VISIONS quand la terre nous parlera

La naissance d’un roman

Visions, quand la terre nous parlera a son histoire et cela a commencé dans la ville de Naples

Comme son titre ne l’indique pas, Visions quand la terre nous parlera est un roman brûlant d’actualité. C’est étonnant comment ce roman à germé dans mon esprit et comment en fait, il s’est imposé. C’est le deuxième roman qui a fait du forcing où je n’avais pas d’autre choix que de l’écrire. Visions est un roman que je n’ai pas choisi de faire, c’est lui qui m’a choisi et tout est parti d’un voyage à Naples.

Je suis allé à Naples visiter la ville sans aucune arrière-pensée littéraire, je ne pouvais pas m’imaginer que j’allais écrire un roman. Un romancier est toujours en alerte, il a toujours à portée de main un bloc note papier ou numérique pour y coucher des idées, des émotions, des informations. On appelle cela un bloc-notes d’écrivain, dedans, il y a tout et n’importe quoi. Aujourd’hui une phrase m’est passée par la tête : Je l’ai mise autour de mon cou. Elle est tombée je ne sais où ? Deux octosyllabes et maintenant, je vais en faire quoi ? Je n’en sais rien, mais je l’ai notée dans mon bloc-notes. Pour écrire quelque chose, il faut s’immerger dans ce que l’on veut écrire, et en ce qui concerne Visions, je ne me suis pas immergé, je me suis noyé

Quand nous nous rendons à Naples, nous ressentons une certaine liberté. La ville est bouillonnante et un peu folle, une anarchie organisée : des usagers de deux-roues sans casque, des voitures garées un peu partout, en simple, en double, voire en triple file, et au milieu de ce désordre déambulent trois policiers dépenaillés, chacun avec une façon différente de porter son arme à la ceinture. À Naples, il y a un acteur omniprésent, vous ne pouvez pas le manquer : c’est le Vésuve. On le voit de partout, il surplombe sereinement la ville.

Il y a aussi Pompéi, désormais aussi neutre que l’Acropole d’Athènes, et la plupart d’entre nous sait ce qui s’y est passé, et même en quelle année cela s’est passé, moi y compris, je ne déroge pas à la règle. Je me suis rendu à Pompéi avec mes certitudes et je n’ai pas été déçu, à croire que j’y étais attendu, et en une journée, tout a basculé.

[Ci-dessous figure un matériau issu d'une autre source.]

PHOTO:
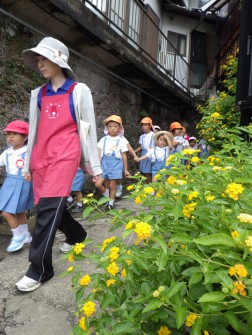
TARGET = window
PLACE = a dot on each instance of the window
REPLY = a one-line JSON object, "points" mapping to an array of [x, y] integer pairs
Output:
{"points": [[177, 43]]}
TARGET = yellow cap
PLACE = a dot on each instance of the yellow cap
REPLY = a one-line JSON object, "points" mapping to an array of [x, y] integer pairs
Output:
{"points": [[146, 120], [114, 118]]}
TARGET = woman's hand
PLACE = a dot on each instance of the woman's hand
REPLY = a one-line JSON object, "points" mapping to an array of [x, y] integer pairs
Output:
{"points": [[27, 176]]}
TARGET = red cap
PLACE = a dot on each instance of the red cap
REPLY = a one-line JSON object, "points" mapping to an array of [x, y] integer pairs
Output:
{"points": [[18, 126]]}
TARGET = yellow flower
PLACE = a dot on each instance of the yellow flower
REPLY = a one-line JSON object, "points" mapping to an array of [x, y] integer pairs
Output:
{"points": [[113, 269], [85, 280], [181, 182], [249, 242], [209, 197], [138, 200], [143, 230], [106, 242], [238, 269], [239, 288], [190, 319], [124, 273], [156, 294], [171, 180], [82, 323], [110, 282], [129, 225], [233, 190], [187, 209], [113, 253], [195, 160], [246, 218], [78, 248], [164, 330], [70, 259], [175, 191], [157, 176], [89, 308], [193, 194], [235, 234], [148, 190]]}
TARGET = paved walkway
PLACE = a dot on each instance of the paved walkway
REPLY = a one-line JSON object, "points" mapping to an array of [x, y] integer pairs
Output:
{"points": [[49, 309]]}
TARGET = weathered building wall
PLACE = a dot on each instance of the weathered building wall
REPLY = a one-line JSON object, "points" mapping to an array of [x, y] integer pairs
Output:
{"points": [[110, 95]]}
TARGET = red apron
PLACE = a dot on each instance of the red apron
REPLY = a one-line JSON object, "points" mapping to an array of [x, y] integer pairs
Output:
{"points": [[56, 155]]}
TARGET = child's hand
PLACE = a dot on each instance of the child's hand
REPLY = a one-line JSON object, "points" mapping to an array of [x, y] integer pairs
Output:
{"points": [[27, 176], [95, 178]]}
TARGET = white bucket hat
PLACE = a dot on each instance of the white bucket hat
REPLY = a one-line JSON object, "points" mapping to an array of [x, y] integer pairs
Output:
{"points": [[52, 49]]}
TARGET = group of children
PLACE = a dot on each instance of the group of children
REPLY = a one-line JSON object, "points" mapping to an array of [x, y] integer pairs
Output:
{"points": [[62, 137], [155, 146]]}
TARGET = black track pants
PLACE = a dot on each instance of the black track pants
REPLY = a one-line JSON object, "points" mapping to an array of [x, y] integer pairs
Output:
{"points": [[51, 215]]}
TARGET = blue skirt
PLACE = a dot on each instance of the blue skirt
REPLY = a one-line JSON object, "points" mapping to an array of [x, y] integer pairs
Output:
{"points": [[78, 181], [112, 167], [16, 195], [145, 165]]}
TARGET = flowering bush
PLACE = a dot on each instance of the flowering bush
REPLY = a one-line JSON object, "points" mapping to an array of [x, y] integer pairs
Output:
{"points": [[183, 263], [219, 113]]}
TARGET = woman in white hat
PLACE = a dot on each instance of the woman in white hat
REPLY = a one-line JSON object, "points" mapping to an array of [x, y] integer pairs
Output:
{"points": [[57, 111]]}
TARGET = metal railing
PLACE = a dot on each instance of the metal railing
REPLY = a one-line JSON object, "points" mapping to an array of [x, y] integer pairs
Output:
{"points": [[140, 29]]}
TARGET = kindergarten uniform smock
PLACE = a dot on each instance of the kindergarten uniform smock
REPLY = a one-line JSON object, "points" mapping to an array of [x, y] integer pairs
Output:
{"points": [[82, 102], [16, 194], [147, 142], [56, 155], [111, 158]]}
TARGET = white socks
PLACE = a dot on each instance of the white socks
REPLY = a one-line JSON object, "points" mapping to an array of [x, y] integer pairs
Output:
{"points": [[106, 193], [21, 230]]}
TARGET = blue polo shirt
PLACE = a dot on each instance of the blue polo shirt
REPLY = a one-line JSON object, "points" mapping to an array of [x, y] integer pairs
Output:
{"points": [[62, 90]]}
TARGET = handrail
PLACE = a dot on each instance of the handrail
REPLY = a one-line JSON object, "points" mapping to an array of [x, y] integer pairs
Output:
{"points": [[171, 63]]}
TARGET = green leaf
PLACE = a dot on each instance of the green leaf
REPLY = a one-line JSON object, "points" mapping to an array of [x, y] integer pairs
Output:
{"points": [[174, 289], [102, 201], [220, 239], [122, 328], [181, 238], [197, 327], [212, 297], [240, 327], [180, 316], [152, 305], [145, 289], [161, 242], [162, 260], [87, 211]]}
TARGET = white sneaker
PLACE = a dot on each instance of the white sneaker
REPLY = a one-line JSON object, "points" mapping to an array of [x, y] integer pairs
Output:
{"points": [[65, 247], [17, 242], [27, 284], [28, 238], [118, 191]]}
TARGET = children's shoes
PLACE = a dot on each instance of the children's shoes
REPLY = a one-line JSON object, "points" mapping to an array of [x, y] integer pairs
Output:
{"points": [[27, 284], [17, 242]]}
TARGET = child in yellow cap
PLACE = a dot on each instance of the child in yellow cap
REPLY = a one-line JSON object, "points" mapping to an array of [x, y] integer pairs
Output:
{"points": [[146, 142], [159, 153], [112, 152]]}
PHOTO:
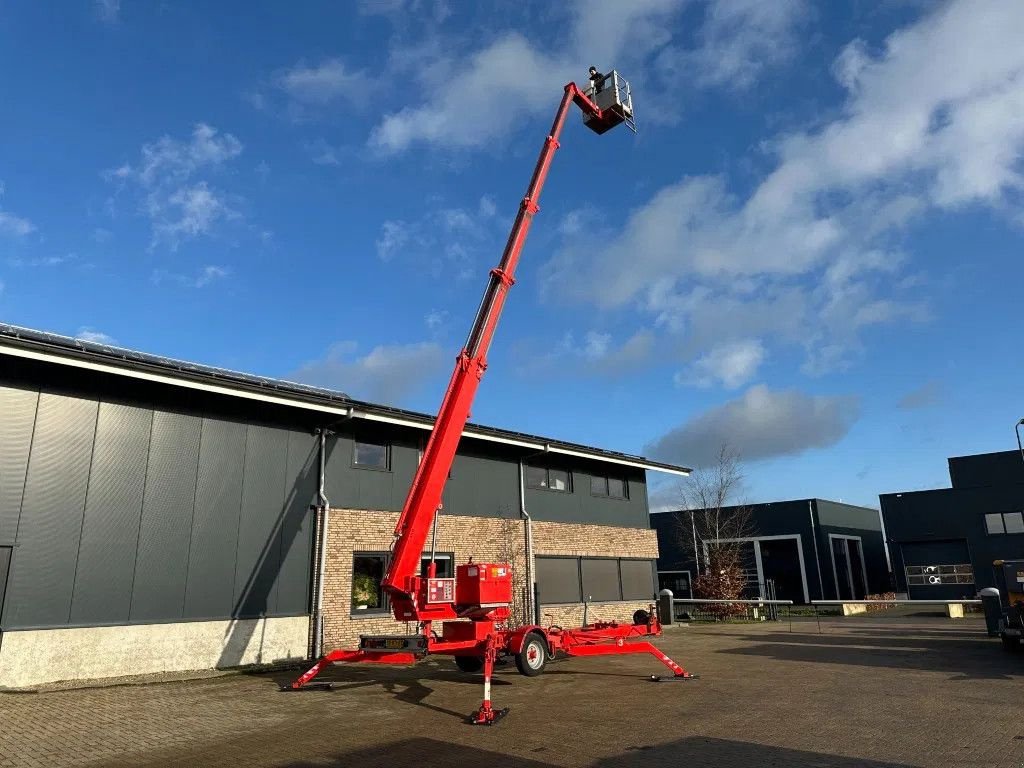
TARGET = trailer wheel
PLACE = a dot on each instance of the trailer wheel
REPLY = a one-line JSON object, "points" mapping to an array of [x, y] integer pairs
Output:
{"points": [[469, 664], [534, 656]]}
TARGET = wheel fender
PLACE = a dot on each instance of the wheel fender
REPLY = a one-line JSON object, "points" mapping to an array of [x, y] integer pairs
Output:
{"points": [[518, 638]]}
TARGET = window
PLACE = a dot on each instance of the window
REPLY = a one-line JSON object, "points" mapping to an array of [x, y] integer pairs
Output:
{"points": [[550, 479], [558, 580], [445, 565], [638, 580], [600, 580], [613, 487], [368, 572], [572, 580], [371, 455], [934, 576], [1005, 522]]}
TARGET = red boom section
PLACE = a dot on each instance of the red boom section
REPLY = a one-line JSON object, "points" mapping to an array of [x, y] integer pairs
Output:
{"points": [[424, 496]]}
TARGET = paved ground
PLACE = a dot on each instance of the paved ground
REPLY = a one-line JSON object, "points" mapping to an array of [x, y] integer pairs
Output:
{"points": [[863, 693]]}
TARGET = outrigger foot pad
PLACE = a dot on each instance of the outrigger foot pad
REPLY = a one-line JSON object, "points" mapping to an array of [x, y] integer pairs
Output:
{"points": [[672, 678], [309, 686], [489, 719]]}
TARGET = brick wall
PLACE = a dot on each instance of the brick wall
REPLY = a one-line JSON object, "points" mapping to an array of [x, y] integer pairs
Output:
{"points": [[485, 540]]}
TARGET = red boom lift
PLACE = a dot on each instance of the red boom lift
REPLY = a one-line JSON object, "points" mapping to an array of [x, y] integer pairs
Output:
{"points": [[473, 607]]}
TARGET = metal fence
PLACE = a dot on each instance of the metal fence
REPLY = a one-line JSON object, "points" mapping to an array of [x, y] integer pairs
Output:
{"points": [[753, 610]]}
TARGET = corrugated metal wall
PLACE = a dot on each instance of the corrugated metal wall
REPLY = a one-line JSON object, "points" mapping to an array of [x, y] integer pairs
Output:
{"points": [[121, 514]]}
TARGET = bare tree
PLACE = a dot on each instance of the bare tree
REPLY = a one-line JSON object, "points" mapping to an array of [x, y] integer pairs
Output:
{"points": [[713, 524]]}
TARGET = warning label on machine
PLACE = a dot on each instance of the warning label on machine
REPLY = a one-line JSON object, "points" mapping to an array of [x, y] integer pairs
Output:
{"points": [[440, 590]]}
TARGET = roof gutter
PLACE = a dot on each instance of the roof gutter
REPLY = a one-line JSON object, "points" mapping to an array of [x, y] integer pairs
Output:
{"points": [[360, 411]]}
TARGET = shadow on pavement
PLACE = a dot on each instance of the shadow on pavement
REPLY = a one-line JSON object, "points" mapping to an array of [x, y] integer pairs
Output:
{"points": [[692, 753], [964, 658], [404, 683]]}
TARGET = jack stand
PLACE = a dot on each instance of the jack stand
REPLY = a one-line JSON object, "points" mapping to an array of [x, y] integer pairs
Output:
{"points": [[486, 715], [673, 678]]}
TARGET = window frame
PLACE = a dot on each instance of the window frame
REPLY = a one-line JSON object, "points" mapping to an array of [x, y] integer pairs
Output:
{"points": [[547, 478], [385, 604], [606, 481], [619, 578], [1003, 517], [1019, 525], [386, 444], [579, 560], [439, 556]]}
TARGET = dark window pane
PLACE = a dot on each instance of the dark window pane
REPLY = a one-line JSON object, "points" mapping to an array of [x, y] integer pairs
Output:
{"points": [[371, 455], [993, 523], [600, 580], [445, 566], [537, 477], [558, 479], [1014, 522], [638, 581], [557, 580], [368, 572]]}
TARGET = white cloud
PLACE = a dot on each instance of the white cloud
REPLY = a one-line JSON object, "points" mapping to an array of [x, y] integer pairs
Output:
{"points": [[467, 93], [760, 424], [15, 225], [730, 365], [392, 239], [322, 84], [595, 353], [179, 206], [449, 242], [437, 10], [931, 122], [387, 374], [436, 320], [201, 279], [91, 335], [927, 395]]}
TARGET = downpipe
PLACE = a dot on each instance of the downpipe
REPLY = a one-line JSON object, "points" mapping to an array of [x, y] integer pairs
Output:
{"points": [[530, 588], [324, 507], [814, 539]]}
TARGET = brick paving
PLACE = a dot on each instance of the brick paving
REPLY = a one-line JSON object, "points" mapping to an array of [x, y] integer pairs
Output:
{"points": [[864, 692]]}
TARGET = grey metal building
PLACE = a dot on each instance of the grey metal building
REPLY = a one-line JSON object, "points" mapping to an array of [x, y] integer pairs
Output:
{"points": [[943, 541], [810, 549], [158, 515]]}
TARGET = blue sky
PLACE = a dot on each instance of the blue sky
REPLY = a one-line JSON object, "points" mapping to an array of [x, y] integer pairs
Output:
{"points": [[810, 251]]}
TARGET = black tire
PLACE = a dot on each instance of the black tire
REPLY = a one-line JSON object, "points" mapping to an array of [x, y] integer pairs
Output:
{"points": [[471, 665], [534, 656]]}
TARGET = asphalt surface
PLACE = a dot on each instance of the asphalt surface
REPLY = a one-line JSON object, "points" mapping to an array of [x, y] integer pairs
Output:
{"points": [[863, 692]]}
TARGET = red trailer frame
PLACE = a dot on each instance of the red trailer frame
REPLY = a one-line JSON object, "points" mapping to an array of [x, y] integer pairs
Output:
{"points": [[473, 607]]}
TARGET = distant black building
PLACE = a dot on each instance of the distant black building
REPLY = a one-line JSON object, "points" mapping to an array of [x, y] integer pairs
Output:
{"points": [[811, 549], [943, 542]]}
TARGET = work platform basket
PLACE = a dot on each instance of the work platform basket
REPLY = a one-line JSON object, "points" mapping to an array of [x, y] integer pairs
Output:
{"points": [[615, 101]]}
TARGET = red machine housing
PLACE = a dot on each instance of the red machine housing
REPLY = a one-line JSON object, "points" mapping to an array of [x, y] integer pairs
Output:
{"points": [[474, 606], [482, 585]]}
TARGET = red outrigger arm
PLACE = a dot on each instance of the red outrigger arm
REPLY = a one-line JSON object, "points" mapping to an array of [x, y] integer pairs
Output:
{"points": [[424, 496]]}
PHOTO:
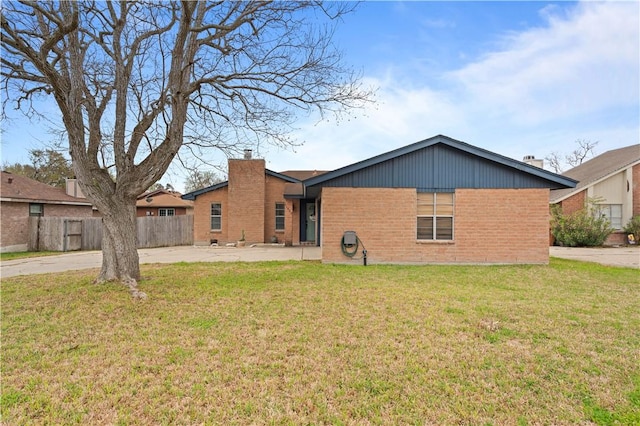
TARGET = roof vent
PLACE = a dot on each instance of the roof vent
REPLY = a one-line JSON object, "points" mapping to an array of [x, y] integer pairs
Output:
{"points": [[532, 161]]}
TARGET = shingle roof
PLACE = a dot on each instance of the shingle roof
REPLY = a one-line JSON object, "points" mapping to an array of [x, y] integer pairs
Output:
{"points": [[284, 176], [21, 188], [597, 169]]}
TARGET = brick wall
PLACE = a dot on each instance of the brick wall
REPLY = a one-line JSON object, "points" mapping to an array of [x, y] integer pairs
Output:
{"points": [[15, 216], [202, 233], [274, 193], [490, 226], [246, 200], [574, 203], [248, 203]]}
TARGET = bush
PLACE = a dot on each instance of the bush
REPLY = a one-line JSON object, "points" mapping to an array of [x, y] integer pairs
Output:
{"points": [[579, 229], [633, 227]]}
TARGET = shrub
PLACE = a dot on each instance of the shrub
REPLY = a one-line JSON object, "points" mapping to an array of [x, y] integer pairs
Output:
{"points": [[633, 227], [579, 229]]}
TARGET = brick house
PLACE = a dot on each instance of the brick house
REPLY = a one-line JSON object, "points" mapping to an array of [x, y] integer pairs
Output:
{"points": [[435, 201], [162, 203], [612, 181], [21, 197]]}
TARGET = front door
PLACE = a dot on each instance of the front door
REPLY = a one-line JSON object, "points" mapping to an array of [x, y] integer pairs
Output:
{"points": [[310, 231]]}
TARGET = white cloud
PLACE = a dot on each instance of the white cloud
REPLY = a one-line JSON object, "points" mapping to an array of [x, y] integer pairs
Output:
{"points": [[578, 64], [540, 91]]}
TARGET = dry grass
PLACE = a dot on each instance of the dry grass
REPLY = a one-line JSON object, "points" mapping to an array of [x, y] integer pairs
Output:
{"points": [[306, 343]]}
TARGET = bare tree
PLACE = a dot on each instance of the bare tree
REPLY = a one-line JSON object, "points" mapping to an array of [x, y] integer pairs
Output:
{"points": [[137, 82], [47, 166], [198, 179], [559, 162]]}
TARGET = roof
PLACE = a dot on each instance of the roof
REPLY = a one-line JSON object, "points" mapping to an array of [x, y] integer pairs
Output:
{"points": [[192, 195], [23, 189], [597, 169], [553, 179], [163, 198], [304, 174]]}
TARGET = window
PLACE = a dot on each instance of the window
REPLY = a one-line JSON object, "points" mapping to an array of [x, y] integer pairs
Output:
{"points": [[216, 216], [613, 212], [435, 216], [36, 209], [279, 216]]}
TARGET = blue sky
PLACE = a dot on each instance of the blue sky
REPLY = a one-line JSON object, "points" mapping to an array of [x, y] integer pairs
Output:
{"points": [[517, 78]]}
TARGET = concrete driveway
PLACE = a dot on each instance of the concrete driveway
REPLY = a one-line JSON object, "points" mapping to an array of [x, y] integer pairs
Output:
{"points": [[93, 259], [613, 256]]}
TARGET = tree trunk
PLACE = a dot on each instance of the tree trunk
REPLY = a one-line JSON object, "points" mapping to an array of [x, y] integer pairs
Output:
{"points": [[120, 261]]}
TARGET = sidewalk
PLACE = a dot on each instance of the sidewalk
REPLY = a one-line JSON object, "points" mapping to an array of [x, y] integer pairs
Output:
{"points": [[93, 259], [613, 256]]}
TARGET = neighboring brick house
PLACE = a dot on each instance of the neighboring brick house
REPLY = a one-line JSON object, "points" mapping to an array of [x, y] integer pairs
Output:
{"points": [[163, 203], [610, 180], [21, 197], [435, 201]]}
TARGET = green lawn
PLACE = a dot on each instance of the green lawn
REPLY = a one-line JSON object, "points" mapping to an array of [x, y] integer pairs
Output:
{"points": [[307, 343]]}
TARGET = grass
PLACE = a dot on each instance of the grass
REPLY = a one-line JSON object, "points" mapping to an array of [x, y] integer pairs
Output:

La journée à Pompéi a été mémorable : 20 km sur le compteur de pas de mon podomètre. Ce qu’il faut retenir, ce sont les concours de circonstances, le hasard, auquel je ne crois pas, qui ont alimenté cette longue, très longue journée. Un romancier d’anticipation transformerait un mascaret sur un fleuve en tsunami. Lors de cette journée, tout a fonctionné à deux cents à l’heure, et ce n’est pas pour autant que j’ai décidé d’écrire. Pourtant, je sentais bien que j’avais beaucoup de matière sous les yeux. Je n’étais pas venu à Naples pour chercher une idée de roman. J’étais un touriste comme un autre, qui marchait là où avaient marché des milliers de gens, et qui déambulait, là où ils étaient morts par milliers. Alors oui, j’ai vu par hasard des choses peu touristiques. J’ai pris conscience des événements. Ce qui est important, c’est ce qui s’est passé les nuits qui ont suivi.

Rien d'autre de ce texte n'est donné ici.